Holly let out a deep breath and realized she was hot all over and damp under her arms. Her hands clutching the knickers were damp too. It was quite a new feeling, this. Never had she felt she’d had to hide something before. Of course, she’d had special secret treasures she’d kept in special secret places, like those holly trees beside the sand pit. But they’d been nice things. She hadn’t felt, well, guilty about them like she was feeling now. Come to think of it, she’d never felt guilty like this before at all. And now Badger was her
e, so trusting and such a friend, who’d done everything with her and who she’d shown all her secret places in the garden and in the Rec. Now Badge was here she felt worse because, with his wagging tail and bright eyes, he looked so straightforward, and for the first time she had something she would be ashamed of telling even him.
Holly went to the window. She could see them in the garden, her father beside the bonfire, her mother squatting in the middle of a flowerbed, tying those mauvey flowers to sticks so they didn’t wave about in the wind. She heard laughter. She’d always thought adults led complicated lives, but just at the moment she had never seen grown-ups look so carefree, and it was herself, Holly, who was weighed down. She gazed at the apple tree she’d climbed a thousand times. It had ferns, she noticed, sprouting out under a branch. Ugh! Like hairs in an armpit.
She avoided Badger’s eye and got up, took the book from its hiding-place and crept downstairs. The coast was clear and she slipped it back into the shelf. No doubt she’d go on reading it next holidays, but just at the moment it seemed too much of a burden to bring to school. Anyway, someone might notice it was gone.
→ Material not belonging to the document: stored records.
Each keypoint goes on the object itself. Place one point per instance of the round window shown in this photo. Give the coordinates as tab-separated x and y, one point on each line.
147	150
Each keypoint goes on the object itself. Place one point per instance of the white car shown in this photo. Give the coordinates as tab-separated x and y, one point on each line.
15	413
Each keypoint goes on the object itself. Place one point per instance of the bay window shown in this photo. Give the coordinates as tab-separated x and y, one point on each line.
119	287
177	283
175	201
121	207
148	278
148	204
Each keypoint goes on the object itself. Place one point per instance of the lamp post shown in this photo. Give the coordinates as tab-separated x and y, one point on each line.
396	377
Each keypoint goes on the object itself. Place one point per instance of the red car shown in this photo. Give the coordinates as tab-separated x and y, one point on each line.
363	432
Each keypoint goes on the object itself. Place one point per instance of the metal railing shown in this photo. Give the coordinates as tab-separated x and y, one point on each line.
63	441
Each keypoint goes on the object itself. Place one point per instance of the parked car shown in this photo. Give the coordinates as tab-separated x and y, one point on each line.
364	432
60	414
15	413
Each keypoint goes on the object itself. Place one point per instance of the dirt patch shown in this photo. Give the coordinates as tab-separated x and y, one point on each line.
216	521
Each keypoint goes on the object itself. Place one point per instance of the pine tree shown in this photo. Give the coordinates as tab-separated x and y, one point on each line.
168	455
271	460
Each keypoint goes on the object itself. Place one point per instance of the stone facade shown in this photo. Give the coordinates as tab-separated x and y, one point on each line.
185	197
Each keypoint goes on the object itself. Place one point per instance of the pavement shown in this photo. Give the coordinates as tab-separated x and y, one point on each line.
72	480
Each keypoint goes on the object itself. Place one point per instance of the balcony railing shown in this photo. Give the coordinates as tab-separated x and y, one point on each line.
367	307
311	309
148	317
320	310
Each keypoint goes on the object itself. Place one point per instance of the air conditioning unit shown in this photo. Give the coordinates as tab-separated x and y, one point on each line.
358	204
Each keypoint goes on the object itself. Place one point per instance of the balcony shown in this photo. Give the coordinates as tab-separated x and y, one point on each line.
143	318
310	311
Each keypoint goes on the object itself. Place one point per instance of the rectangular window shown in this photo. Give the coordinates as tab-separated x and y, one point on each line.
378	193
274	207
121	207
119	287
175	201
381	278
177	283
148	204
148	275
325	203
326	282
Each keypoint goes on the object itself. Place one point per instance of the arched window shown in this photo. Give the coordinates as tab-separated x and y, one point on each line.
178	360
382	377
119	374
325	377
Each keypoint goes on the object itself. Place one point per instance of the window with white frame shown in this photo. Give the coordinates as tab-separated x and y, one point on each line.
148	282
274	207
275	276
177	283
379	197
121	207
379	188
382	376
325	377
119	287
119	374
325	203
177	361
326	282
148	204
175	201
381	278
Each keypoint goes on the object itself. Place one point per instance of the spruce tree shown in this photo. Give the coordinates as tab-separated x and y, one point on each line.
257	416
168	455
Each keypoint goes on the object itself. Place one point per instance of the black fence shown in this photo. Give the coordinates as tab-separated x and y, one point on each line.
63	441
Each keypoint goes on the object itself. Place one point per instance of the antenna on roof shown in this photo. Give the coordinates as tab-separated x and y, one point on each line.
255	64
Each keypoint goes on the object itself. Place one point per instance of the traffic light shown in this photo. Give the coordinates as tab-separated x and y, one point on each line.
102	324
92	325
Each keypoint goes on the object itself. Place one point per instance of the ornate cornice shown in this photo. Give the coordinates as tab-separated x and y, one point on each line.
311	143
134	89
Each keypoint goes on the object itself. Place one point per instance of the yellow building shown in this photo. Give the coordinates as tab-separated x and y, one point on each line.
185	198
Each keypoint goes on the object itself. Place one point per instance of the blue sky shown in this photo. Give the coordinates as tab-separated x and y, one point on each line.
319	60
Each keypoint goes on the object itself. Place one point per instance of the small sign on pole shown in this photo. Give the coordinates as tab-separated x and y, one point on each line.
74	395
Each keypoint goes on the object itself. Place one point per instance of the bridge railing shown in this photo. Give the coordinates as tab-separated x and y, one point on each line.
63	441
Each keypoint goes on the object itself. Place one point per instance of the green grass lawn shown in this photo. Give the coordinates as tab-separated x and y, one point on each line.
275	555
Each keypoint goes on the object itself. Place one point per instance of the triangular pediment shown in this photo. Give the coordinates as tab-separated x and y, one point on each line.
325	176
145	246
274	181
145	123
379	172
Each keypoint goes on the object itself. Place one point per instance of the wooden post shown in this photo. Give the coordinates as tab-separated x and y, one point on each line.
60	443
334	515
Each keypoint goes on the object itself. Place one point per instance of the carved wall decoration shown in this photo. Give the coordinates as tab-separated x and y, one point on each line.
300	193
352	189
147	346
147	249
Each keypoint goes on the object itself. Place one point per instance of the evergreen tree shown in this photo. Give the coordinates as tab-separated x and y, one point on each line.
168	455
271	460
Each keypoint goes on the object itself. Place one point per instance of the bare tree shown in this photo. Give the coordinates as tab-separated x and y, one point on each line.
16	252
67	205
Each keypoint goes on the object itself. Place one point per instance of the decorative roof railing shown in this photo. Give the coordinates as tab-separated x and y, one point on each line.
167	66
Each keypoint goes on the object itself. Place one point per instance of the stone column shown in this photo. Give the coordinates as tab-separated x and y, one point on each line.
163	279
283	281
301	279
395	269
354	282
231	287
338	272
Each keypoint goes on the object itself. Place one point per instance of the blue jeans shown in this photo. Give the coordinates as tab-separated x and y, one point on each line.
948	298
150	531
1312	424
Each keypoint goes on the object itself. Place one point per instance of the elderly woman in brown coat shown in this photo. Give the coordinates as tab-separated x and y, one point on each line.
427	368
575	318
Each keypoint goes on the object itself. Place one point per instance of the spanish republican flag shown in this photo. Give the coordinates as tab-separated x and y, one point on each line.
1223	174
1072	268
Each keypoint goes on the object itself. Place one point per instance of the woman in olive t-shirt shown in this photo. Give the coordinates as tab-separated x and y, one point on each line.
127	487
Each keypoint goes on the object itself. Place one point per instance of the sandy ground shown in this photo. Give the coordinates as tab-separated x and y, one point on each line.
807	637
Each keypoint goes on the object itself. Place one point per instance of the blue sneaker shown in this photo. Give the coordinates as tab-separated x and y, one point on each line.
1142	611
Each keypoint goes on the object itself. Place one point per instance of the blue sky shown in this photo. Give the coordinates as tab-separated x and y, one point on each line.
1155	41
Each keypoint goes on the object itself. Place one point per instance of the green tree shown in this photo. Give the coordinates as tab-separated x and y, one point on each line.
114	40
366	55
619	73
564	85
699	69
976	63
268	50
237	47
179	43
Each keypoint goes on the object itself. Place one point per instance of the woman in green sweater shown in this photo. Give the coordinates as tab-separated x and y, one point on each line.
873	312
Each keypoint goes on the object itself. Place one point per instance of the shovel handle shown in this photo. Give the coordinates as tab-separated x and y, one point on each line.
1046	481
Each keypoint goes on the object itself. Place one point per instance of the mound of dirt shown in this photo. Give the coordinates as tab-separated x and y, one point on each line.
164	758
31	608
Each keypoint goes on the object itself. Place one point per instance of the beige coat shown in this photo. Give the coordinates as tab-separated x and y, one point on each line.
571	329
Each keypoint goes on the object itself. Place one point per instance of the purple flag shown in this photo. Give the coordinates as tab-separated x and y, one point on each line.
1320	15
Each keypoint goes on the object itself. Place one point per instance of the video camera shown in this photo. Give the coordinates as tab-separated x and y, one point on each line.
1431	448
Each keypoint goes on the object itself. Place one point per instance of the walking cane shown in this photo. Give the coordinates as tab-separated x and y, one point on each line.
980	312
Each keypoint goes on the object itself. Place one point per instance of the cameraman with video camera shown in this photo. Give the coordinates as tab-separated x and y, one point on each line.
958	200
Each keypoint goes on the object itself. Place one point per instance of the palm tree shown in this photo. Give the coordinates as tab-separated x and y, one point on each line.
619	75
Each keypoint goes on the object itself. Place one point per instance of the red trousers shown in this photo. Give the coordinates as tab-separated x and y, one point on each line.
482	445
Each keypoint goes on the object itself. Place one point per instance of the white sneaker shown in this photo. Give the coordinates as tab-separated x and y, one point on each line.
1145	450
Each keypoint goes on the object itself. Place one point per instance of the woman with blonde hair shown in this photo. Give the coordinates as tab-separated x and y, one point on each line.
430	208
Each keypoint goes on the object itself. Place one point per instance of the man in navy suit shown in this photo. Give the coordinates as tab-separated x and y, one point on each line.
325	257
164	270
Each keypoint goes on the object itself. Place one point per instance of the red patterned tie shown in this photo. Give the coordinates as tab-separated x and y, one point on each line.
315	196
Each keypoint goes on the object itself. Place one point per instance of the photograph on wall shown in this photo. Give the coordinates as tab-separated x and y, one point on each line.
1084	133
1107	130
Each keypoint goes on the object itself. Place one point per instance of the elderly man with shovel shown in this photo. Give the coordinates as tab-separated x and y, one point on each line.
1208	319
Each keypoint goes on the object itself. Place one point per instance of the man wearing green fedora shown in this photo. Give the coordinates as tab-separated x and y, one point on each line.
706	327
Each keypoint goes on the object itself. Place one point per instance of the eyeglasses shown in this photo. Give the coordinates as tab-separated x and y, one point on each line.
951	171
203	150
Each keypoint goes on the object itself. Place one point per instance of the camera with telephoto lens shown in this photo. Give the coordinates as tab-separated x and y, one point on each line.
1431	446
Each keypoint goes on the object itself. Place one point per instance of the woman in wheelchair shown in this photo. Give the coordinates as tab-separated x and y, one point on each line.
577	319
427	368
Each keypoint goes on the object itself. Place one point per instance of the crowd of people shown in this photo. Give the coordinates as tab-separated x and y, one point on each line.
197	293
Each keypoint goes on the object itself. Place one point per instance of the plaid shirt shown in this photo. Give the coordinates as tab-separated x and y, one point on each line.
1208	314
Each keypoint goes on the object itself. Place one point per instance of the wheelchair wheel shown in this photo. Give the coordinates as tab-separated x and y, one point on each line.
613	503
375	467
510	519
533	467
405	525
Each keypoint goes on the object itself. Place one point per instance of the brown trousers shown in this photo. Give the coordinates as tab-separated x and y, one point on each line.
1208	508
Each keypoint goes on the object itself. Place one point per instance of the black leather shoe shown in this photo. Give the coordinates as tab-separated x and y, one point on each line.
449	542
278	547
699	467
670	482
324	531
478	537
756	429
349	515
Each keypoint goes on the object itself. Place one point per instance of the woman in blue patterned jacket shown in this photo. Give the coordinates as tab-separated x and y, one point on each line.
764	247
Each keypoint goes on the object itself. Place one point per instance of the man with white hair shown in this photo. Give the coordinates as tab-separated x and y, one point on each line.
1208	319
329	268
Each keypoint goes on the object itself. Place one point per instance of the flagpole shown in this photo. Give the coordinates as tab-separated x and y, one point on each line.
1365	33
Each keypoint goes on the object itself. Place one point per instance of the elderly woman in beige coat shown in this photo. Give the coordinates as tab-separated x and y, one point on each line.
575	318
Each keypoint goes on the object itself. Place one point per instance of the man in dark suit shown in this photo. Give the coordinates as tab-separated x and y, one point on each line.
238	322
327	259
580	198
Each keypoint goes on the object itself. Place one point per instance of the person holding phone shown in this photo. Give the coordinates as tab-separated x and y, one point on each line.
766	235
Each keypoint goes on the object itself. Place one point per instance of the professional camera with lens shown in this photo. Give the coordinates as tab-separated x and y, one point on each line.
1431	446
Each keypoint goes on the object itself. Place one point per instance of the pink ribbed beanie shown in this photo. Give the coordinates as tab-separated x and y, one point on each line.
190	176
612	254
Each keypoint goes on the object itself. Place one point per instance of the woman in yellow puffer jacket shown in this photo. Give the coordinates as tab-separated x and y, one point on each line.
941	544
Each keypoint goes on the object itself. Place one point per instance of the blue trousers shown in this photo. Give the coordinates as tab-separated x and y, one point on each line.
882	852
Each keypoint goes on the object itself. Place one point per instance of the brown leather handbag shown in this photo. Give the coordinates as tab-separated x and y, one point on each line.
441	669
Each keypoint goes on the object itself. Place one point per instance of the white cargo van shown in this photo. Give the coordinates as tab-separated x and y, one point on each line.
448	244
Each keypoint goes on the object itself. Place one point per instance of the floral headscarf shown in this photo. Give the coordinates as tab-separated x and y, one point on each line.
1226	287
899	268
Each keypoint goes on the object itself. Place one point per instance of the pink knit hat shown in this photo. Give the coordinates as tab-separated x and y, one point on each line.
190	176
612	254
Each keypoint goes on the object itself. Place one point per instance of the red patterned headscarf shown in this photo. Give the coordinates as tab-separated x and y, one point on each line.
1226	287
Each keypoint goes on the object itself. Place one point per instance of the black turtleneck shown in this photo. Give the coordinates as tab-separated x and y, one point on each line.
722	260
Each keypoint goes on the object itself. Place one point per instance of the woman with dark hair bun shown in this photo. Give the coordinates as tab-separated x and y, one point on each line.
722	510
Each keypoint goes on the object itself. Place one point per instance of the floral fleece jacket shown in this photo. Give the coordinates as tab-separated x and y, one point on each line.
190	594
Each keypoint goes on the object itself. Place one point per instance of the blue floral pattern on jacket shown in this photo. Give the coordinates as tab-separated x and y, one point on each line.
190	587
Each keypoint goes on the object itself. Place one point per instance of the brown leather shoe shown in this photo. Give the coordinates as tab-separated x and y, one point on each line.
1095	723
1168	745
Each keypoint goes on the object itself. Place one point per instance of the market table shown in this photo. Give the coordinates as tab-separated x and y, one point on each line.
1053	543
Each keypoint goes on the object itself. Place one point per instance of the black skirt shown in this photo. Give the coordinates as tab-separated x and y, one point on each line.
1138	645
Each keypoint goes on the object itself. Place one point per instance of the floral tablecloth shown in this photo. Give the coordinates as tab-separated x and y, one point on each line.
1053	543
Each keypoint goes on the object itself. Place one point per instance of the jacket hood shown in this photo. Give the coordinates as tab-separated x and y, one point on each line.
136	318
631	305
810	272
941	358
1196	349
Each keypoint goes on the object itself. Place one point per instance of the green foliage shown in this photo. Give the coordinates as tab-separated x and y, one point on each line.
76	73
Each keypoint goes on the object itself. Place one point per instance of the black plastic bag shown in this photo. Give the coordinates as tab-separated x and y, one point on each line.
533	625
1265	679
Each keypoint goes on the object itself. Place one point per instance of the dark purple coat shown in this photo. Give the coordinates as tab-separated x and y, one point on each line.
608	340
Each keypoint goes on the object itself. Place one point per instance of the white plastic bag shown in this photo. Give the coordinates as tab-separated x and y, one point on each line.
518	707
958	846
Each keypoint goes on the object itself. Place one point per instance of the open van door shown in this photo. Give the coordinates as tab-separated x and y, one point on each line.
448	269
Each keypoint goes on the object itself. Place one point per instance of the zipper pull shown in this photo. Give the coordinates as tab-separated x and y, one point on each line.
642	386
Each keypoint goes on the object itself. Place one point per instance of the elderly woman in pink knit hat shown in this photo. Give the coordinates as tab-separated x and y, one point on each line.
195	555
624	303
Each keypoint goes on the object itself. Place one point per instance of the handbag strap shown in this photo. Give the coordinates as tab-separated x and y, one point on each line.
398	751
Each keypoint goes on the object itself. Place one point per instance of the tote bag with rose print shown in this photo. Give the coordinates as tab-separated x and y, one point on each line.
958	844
She started to walk towards the garden, but as she was passing the mirror she caught sight of herself in it. She was fascinated by mirrors, not because of vanity – she never actually looked at her face at all – but because of Inguedoc. Inguedoc was the place, almost like home but not quite, that she could see in the mirror, and it was full of people who were just out of sight. When she passed a mirror, then, she had to give these people a wave because they were her subjects and they expected it of her. She knew, as certainly as she knew anything, that they were craning round the very edges of the mirror frame, pushing and shoving to get a glimpse of her, and so she must please them by a wave. Apart from mirrors, the only other place she got near to them was when she was in her bath and she knew without looking that they were all around the sides of the bath on the floor. When she was sure they were ready she’d flick out little sparkling drops of water, which was money of course in Inguedoc, over the edge of the bath and keep her eyes averted so she didn’t see them scuttling away across the floor, undignifiedly, with their treasures.